En diciembre de 2004 el Congreso, incluido el grupo
parlamentario popular, votó una declaración de condena y
desagravio por la represión desencadenada por el franquismo
contra los homosexuales. Al año siguiente el Gobierno
acordaba estudiar indemnizar a los afectados por la
represión sufrida y el daño continuado producido por el
Estado de Derecho.
Durante estos cuatro años algunas comunidades autónomas han
organizados actos institucionales de desagravio y apoyo a
los ex presos sociales. El Gobierno de Cataluña, en función
de sus competencias en materia judicial, decidió, a petición
de esta asociación, expurgar los expedientes judiciales de
peligrosidad social y facilitar la copia testimoniada de los
mismos a quien lo solicitara por haber sufrido la represión
en la Cárcel Modelo de Barcelona. De hecho, los pocos
expedientes que se han podido entregar al día de hoy se han
dao en Barcelona.
La partida de dos millones de euros, incluida en los
presupuestos generales del Estado para el año 2008, con el
fin de indemnizar a los homosexuales perseguidos por el
franquismo, no hubiera sido posible sin el resolutivo apoyo
de los socios del Gobierno (PSOE, IU y ERC).

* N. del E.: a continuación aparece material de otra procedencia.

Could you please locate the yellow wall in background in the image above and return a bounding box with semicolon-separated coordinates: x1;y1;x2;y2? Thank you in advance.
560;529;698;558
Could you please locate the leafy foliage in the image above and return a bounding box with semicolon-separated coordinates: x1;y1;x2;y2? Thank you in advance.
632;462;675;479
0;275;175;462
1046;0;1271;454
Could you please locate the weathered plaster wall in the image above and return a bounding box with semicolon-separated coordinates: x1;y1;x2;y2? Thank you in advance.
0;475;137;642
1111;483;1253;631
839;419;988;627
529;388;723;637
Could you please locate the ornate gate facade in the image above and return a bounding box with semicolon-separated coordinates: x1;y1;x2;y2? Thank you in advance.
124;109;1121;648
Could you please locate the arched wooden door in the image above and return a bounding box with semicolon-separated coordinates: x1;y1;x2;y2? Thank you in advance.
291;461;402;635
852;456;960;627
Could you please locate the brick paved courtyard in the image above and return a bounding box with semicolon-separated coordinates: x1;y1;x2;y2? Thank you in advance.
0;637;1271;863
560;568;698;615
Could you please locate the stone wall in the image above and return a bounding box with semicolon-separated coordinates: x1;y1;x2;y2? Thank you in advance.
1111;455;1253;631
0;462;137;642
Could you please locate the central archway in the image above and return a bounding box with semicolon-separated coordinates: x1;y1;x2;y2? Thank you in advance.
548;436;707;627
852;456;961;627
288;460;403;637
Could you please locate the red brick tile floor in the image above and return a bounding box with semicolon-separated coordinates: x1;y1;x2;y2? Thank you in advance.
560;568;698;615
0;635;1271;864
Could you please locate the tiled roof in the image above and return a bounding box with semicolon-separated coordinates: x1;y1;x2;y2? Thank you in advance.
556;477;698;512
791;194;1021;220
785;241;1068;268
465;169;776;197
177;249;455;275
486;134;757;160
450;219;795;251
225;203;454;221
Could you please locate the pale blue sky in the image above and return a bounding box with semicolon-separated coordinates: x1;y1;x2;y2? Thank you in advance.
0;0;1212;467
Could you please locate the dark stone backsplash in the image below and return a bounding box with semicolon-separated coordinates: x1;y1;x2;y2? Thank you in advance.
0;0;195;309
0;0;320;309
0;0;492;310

Estamos de enhorabuena por que el Estado reconoce que,
cegado por el odio de la irracionalidad fascista, se obliga
a reparar, en lo posible, el daño originado como garantía de
que nunca más se perseguirá y discriminará a los
homosexuales.
Por último, nos gustaría dejar patente el sabor agridulce
que nos deja que la Iglesia Católica (actora principal de
nuestra represión) siga empecinada, más por ideología que
por doctrina, en el odio y la exclusión de los homosexuales.
Pero sobre todo lamentamos que se sirva de la mentira, la
injuria, el miedo y la amenaza que dice que los homosexuales
representamos, sobre todo, para la familia y la patria.
Estos prejuicios, que se introducen en corrientes
ideológicas, son los que facilitaron el camino que nos llevó
a los campos de exterminio, a las cárceles y a los
psiquiátricos.
Al hilo de lo expuesto, nos cabe recordar al Estado y a las
fuerzas políticas y sociales, la obligación que tienen de
garantizar los derechos fundamentales de los homosexuales y
protegerlos de los ataques de injuria y odio. Por ello
demandamos que se consideren las conductas y manifestaciones
homófobas como un delito específico a incluir en el Código
Penal. Éste, y no otro, sería el cierre, en justicia, que
significan nuestras indemnizaciones.